1926 - 2001
JOSEPH A. MURPHY was one of only a handful of doctor/lawyers in the country. He began his career as a general practitioner, and continued to practice medicine after starting a law practice.
Joe died of pulmonary fibrosis in Sacramento on April 5.
He was born 75 years earlier, on April 5, 1926, in Cambridge, MA, to an Irish-immigrant mother and a working-class father. After graduating from high school in Cambridge, he was the only boy from the community to make it to the local college - which happened to be Harvard University.
He graduated from Harvard in 1948, and in the early 1950s worked on research into atherosclerosis at the Lawrence Livermore Laboratory in the Bay Area. He then attended St. Louis University Medical School, receiving his medical degree in 1957.
Joe started his medical practice in Sacramento in 1962, but more academic studies were ahead. He attended McGeorge School of Law, graduating in 1974. Thereafter, he was active in both the medical and legal professions.
That same year, 1974, he did volunteer work at a Vietnamese refugee camp in Weimar. He found a young man interested in the priesthood and helped him get set up for the seminary.
That individual is now Father Joe Huong, a priest in the Sacramento diocese. (Years later, Joe went to Vietnam to help secure the release of Father Huong's parents and bring them to America.)
Joe went to Cambodia in 1975 on a medical mercy mission, and got out as Phnom Penh was falling to the communist forces; the trip was featured in several newspaper articles and a Public Broadcasting System documentary. After Glasnost, he traveled to Moscow to see about doing volunteer medical work there.
In the 1960s, 70s and 80s, he was the ringside doctor for Big Time Wrestling on Channel 40 and at the Memorial Auditorium; he was also ringside physician for the World Wrestling Federation for matches at Arco Arena.
In 1978 and 1980, he ran for Congress, unsuccessfully, on the Republican ticket for the seat held by Robert T. Matsui. In the summer of 2000, he had his own medical/legal radio talk show, broadcast in Arizona and Rhode Island.
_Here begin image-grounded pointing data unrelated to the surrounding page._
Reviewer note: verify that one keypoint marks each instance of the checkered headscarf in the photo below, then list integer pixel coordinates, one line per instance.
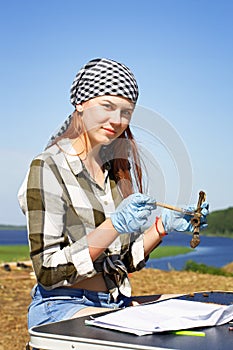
(100, 76)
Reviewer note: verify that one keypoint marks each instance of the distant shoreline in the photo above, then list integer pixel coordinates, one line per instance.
(13, 227)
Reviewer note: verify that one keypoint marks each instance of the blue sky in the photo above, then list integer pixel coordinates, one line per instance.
(181, 53)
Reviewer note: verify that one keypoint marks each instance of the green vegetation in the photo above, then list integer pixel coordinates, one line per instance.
(162, 252)
(220, 223)
(10, 253)
(13, 227)
(202, 268)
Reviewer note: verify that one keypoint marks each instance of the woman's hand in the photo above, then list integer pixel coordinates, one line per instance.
(175, 221)
(133, 213)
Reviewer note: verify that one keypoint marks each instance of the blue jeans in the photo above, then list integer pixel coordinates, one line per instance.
(62, 303)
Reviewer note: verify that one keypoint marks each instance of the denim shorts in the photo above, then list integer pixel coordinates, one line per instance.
(62, 303)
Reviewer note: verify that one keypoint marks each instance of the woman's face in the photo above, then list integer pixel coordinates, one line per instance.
(105, 118)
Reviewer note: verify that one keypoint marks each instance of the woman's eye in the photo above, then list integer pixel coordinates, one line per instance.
(126, 114)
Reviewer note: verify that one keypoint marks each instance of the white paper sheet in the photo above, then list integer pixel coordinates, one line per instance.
(168, 315)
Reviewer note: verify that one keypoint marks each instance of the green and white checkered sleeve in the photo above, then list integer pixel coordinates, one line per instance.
(54, 256)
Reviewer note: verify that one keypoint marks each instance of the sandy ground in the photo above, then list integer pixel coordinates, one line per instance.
(15, 286)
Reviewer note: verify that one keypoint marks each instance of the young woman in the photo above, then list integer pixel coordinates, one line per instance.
(87, 216)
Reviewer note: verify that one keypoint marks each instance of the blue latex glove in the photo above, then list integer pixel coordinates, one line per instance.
(175, 221)
(133, 213)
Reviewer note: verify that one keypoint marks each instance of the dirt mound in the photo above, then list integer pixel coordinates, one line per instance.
(15, 286)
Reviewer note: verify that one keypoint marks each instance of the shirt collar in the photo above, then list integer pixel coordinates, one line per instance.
(74, 161)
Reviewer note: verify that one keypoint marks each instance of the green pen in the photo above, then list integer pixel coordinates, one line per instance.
(190, 333)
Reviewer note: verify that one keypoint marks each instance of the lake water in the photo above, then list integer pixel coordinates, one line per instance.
(213, 251)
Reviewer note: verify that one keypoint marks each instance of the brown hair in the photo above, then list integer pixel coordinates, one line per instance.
(122, 154)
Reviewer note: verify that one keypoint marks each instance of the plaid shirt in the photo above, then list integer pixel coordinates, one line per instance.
(62, 204)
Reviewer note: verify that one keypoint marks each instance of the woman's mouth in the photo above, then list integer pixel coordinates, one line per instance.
(109, 131)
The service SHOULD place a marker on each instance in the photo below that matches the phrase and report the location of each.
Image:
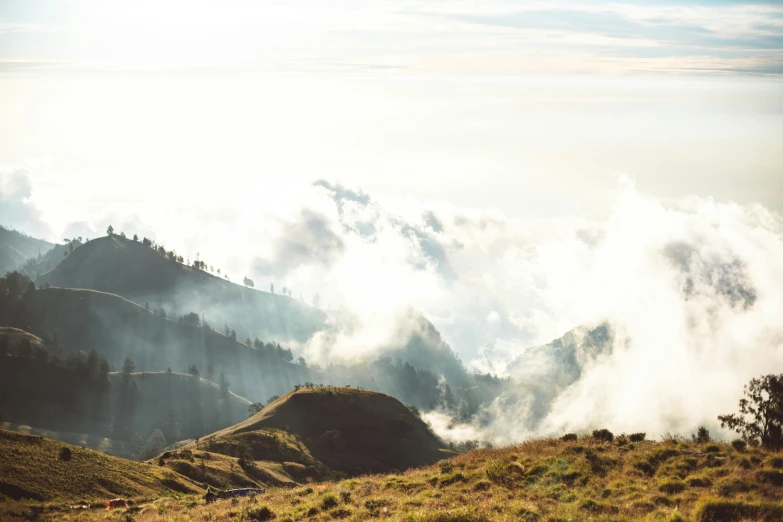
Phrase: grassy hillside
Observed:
(16, 248)
(133, 270)
(138, 272)
(541, 480)
(258, 459)
(60, 399)
(350, 430)
(34, 267)
(33, 467)
(119, 328)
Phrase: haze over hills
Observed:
(140, 273)
(17, 248)
(347, 429)
(32, 467)
(137, 271)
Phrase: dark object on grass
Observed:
(212, 496)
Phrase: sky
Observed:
(512, 169)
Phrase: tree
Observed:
(255, 408)
(760, 420)
(128, 366)
(171, 429)
(155, 445)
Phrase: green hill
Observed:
(346, 429)
(72, 405)
(118, 328)
(674, 480)
(140, 273)
(33, 467)
(135, 271)
(16, 248)
(33, 267)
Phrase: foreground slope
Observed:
(77, 408)
(16, 248)
(540, 480)
(118, 328)
(135, 271)
(33, 467)
(346, 429)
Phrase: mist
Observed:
(687, 289)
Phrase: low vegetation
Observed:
(544, 480)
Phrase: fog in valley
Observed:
(648, 319)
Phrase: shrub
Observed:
(672, 486)
(495, 471)
(776, 462)
(698, 482)
(720, 510)
(65, 454)
(770, 476)
(760, 419)
(596, 507)
(702, 435)
(262, 513)
(329, 501)
(482, 485)
(603, 434)
(739, 445)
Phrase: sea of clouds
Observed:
(692, 290)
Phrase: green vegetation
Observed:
(33, 467)
(760, 419)
(346, 429)
(541, 480)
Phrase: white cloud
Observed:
(693, 290)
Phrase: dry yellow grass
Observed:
(546, 480)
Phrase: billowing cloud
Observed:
(17, 208)
(671, 307)
(308, 240)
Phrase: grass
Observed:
(543, 480)
(33, 467)
(345, 429)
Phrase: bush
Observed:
(702, 435)
(262, 513)
(776, 462)
(719, 510)
(699, 482)
(739, 445)
(603, 434)
(770, 476)
(672, 486)
(329, 501)
(65, 454)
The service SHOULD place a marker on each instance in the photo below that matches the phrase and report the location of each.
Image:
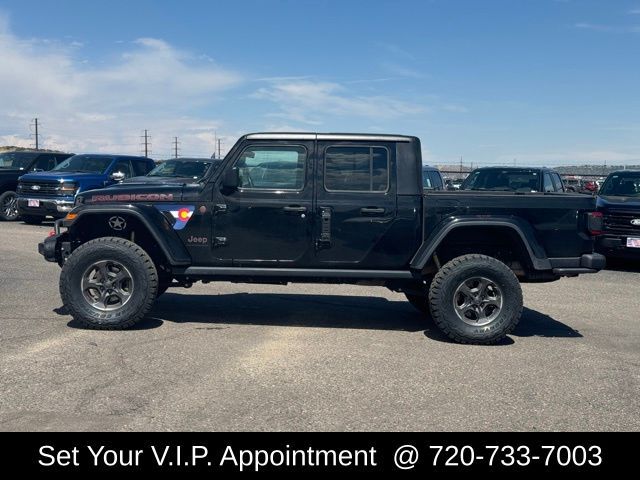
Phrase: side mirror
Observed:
(231, 179)
(117, 176)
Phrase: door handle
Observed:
(295, 209)
(372, 211)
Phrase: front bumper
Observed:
(55, 248)
(616, 246)
(572, 266)
(53, 207)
"He was a man of great faith; he truly loved his Lord and his country," said his close friend, Mary Johnson. "No matter how ill he really did feel, he would always have a smile, a kind word and an uplifting conversation...
"In every way, Joe truly was a healer. He had a genuine tender healing hand that in both life and death still heals those who knew him."
He is survived by five children - Joseph Murphy of Portland, OR; Kelly Mantsch of Fair Oaks; Regina Crawford of International Falls, MN; Mary Robertshaw of Orangevale; and Erik Murphy of Sacramento - and 11 grandchildren. He is also survived by two brothers and two sisters on the East Coast.